Use impart for formal or careful writing about passing on knowledge, wisdom, advice, secrets, lessons, or skills. In everyday speech, tell, teach, share, or pass on often sounds more natural.
Use impart for formal or careful writing about passing on knowledge, wisdom, advice, secrets, lessons, or skills. In everyday speech, tell, teach, share, or pass on often sounds more natural.
| Incorrect | Correct |
| The teacher imparted the students. | The teacher imparted knowledge to the students. |
| She imparted me the news. | She imparted the news to me. |
| He imparted about his plan. | He imparted his plan to us. |
| The course imparts students with skills. | The course imparts skills to students. |
Use impart when a quality seems to pass from one thing into another. It is common with abstract nouns and sensory qualities, such as flavor, color, warmth, elegance, authority, and confidence.
| Incorrect | Correct |
| The herbs impart the soup. | The herbs impart flavor to the soup. |
| He imparted a book to her. | He gave a book to her. |
| The lighting imparted to the room warmth. | The lighting imparted warmth to the room. |
| The speech imparted the audience confidence. | The speech imparted confidence to the audience. |
Impart is useful in formal writing where give or tell would be too plain. It often appears with knowledge, wisdom, advice, information, skills, flavor, color, warmth, confidence, or authority.

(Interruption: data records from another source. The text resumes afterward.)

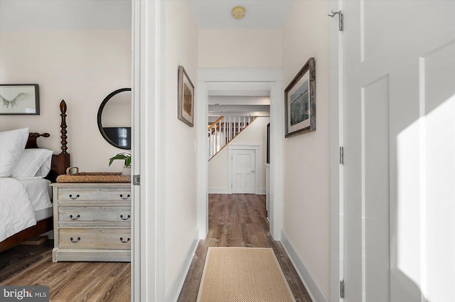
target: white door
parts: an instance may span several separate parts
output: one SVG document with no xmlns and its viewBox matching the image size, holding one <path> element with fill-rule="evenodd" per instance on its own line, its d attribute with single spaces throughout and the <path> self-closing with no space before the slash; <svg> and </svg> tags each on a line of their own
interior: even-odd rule
<svg viewBox="0 0 455 302">
<path fill-rule="evenodd" d="M 341 9 L 345 301 L 455 301 L 455 1 Z"/>
<path fill-rule="evenodd" d="M 255 163 L 254 150 L 232 150 L 232 194 L 255 194 Z"/>
</svg>

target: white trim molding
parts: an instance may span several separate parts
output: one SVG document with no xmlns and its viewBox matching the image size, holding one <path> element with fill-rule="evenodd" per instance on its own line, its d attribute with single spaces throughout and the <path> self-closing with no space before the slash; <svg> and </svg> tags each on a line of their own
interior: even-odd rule
<svg viewBox="0 0 455 302">
<path fill-rule="evenodd" d="M 255 150 L 255 194 L 259 194 L 259 145 L 228 145 L 228 185 L 230 193 L 232 193 L 232 150 Z"/>
<path fill-rule="evenodd" d="M 313 275 L 307 269 L 308 266 L 300 259 L 283 230 L 282 230 L 281 242 L 294 267 L 296 269 L 300 279 L 305 286 L 308 294 L 310 296 L 310 298 L 311 298 L 311 301 L 315 302 L 328 302 L 330 300 L 327 297 L 327 295 L 322 289 L 322 287 L 318 284 L 318 281 L 313 278 Z"/>
<path fill-rule="evenodd" d="M 199 230 L 196 230 L 194 235 L 193 236 L 193 239 L 191 240 L 191 244 L 189 245 L 188 250 L 185 253 L 186 256 L 182 261 L 182 263 L 181 263 L 180 267 L 178 267 L 178 270 L 177 271 L 177 274 L 176 274 L 175 278 L 171 284 L 169 291 L 166 294 L 165 300 L 166 301 L 176 301 L 178 299 L 178 296 L 183 287 L 183 283 L 185 282 L 186 274 L 190 269 L 190 266 L 191 265 L 191 262 L 193 261 L 193 257 L 196 254 L 198 244 Z"/>
<path fill-rule="evenodd" d="M 331 11 L 342 9 L 341 2 L 330 1 Z M 340 298 L 340 281 L 343 276 L 343 164 L 340 147 L 343 146 L 343 99 L 341 93 L 343 53 L 342 32 L 337 22 L 330 23 L 330 293 L 331 301 Z"/>
</svg>

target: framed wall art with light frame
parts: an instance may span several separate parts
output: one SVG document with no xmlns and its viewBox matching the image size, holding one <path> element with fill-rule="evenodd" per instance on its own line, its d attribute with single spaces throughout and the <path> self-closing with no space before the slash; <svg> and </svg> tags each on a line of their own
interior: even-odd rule
<svg viewBox="0 0 455 302">
<path fill-rule="evenodd" d="M 37 84 L 0 84 L 0 115 L 39 115 Z"/>
<path fill-rule="evenodd" d="M 194 85 L 183 66 L 178 67 L 178 119 L 190 127 L 194 122 Z"/>
</svg>

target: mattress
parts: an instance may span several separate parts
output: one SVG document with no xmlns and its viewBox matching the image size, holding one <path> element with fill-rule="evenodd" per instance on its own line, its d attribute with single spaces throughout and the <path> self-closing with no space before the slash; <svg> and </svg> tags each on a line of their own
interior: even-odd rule
<svg viewBox="0 0 455 302">
<path fill-rule="evenodd" d="M 52 188 L 49 186 L 50 181 L 43 178 L 18 180 L 26 188 L 26 191 L 35 211 L 36 220 L 52 217 L 53 215 L 50 203 Z"/>
</svg>

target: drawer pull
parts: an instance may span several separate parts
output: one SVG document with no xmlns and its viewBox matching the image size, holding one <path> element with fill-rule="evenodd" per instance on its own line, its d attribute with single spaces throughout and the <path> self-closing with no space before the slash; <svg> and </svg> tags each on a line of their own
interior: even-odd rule
<svg viewBox="0 0 455 302">
<path fill-rule="evenodd" d="M 73 239 L 73 237 L 70 238 L 70 240 L 71 240 L 71 242 L 73 242 L 73 243 L 76 243 L 77 242 L 80 240 L 80 237 L 78 237 L 77 240 L 76 241 L 74 241 L 74 240 Z"/>
<path fill-rule="evenodd" d="M 122 218 L 122 220 L 127 220 L 128 219 L 129 219 L 131 216 L 129 215 L 128 217 L 127 217 L 126 218 L 123 218 L 123 215 L 120 215 L 120 218 Z"/>
</svg>

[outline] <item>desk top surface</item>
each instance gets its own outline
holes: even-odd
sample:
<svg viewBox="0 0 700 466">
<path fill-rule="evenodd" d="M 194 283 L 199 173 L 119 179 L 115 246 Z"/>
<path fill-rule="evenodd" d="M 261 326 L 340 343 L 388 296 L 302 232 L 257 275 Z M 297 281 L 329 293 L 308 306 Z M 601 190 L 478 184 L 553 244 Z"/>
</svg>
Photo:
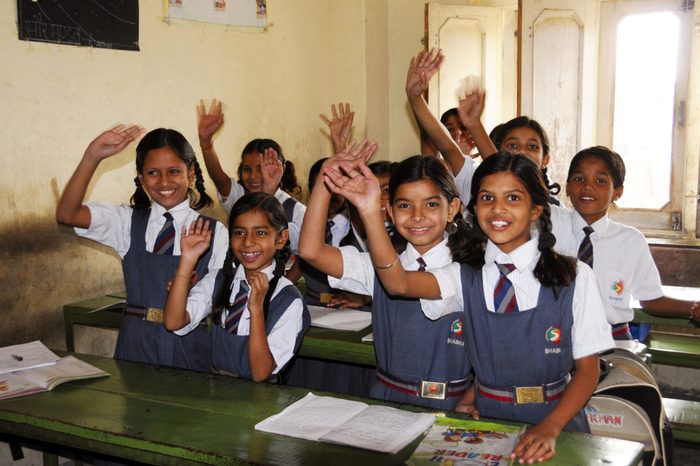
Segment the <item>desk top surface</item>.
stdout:
<svg viewBox="0 0 700 466">
<path fill-rule="evenodd" d="M 111 376 L 2 401 L 0 431 L 148 463 L 401 464 L 419 441 L 386 455 L 257 432 L 307 391 L 79 356 Z M 565 432 L 557 451 L 547 464 L 625 465 L 636 464 L 641 444 Z"/>
</svg>

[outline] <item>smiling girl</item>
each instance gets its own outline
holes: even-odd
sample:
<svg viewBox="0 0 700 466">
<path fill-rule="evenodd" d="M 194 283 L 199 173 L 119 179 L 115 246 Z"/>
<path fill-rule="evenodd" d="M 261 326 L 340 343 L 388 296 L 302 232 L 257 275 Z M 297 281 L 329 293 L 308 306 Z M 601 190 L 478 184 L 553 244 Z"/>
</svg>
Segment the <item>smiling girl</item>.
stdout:
<svg viewBox="0 0 700 466">
<path fill-rule="evenodd" d="M 122 259 L 127 299 L 114 356 L 207 371 L 211 345 L 204 319 L 211 312 L 216 275 L 226 254 L 226 228 L 213 219 L 208 220 L 216 223 L 213 246 L 195 264 L 196 273 L 187 277 L 189 323 L 174 333 L 162 324 L 168 282 L 179 262 L 181 228 L 200 217 L 196 209 L 212 202 L 190 144 L 172 129 L 149 132 L 136 147 L 131 205 L 83 204 L 100 162 L 141 132 L 138 126 L 119 125 L 90 143 L 61 195 L 56 220 L 115 249 Z"/>
<path fill-rule="evenodd" d="M 229 232 L 223 290 L 214 305 L 212 366 L 261 382 L 278 374 L 299 349 L 309 313 L 299 290 L 283 276 L 289 233 L 279 201 L 266 193 L 244 195 L 231 209 Z M 165 305 L 168 328 L 188 324 L 186 277 L 210 241 L 206 222 L 183 228 L 182 257 Z"/>
<path fill-rule="evenodd" d="M 324 170 L 341 162 L 356 166 L 367 160 L 376 144 L 364 142 L 336 154 Z M 369 168 L 367 168 L 369 171 Z M 371 173 L 371 171 L 369 171 Z M 416 299 L 390 296 L 376 280 L 369 253 L 355 247 L 324 244 L 324 224 L 331 192 L 318 177 L 306 211 L 299 245 L 301 256 L 328 274 L 331 286 L 372 295 L 372 330 L 377 356 L 373 398 L 454 409 L 468 387 L 460 316 L 431 321 Z M 401 262 L 408 270 L 443 267 L 462 251 L 464 223 L 454 178 L 444 163 L 431 156 L 414 156 L 400 162 L 389 181 L 389 209 L 395 244 L 387 244 L 391 258 L 377 270 Z M 381 212 L 381 191 L 372 199 L 377 219 L 386 233 Z M 356 205 L 357 206 L 357 205 Z M 359 208 L 359 206 L 358 206 Z M 446 232 L 449 228 L 451 234 Z M 396 247 L 396 249 L 394 248 Z M 398 251 L 398 254 L 397 254 Z"/>
</svg>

She imparted me the news uses the wrong pattern. Say She imparted the news to me. Impart normally takes the information or quality as its direct object, then to plus the receiver.
From Middle English imparten, from Old French empartir or impartir, and Latin impartire, meaning to share, divide with another, or communicate. The Latin form combines in- with partire, to divide or share, from pars, meaning part or share. The sense of communicating knowledge or information is recorded from the sixteenth century.
What does impart mean?
Impart means to communicate knowledge, information, wisdom, or advice, or to give a quality such as flavor, color, warmth, or authority to something.
Is impart formal?
Yes. Impart is usually formal. In everyday speech, tell, teach, give, share, or pass on may sound more natural.
What is the correct pattern with impart?
The usual pattern is impart something to someone or something, as in impart knowledge to students or impart flavor to a dish.
Can you impart a person?
No. A person receives what is imparted. Say impart knowledge to a person, not impart a person.
What does impart knowledge mean?
It means to teach, communicate, or pass on knowledge to someone.
What does impart flavor mean?
It means to give flavor to food or drink, often through an ingredient, process, or cooking method.
What are good synonyms for impart?
For information, synonyms include communicate, convey, teach, share, and disclose. For qualities, use give, lend, confer, or add.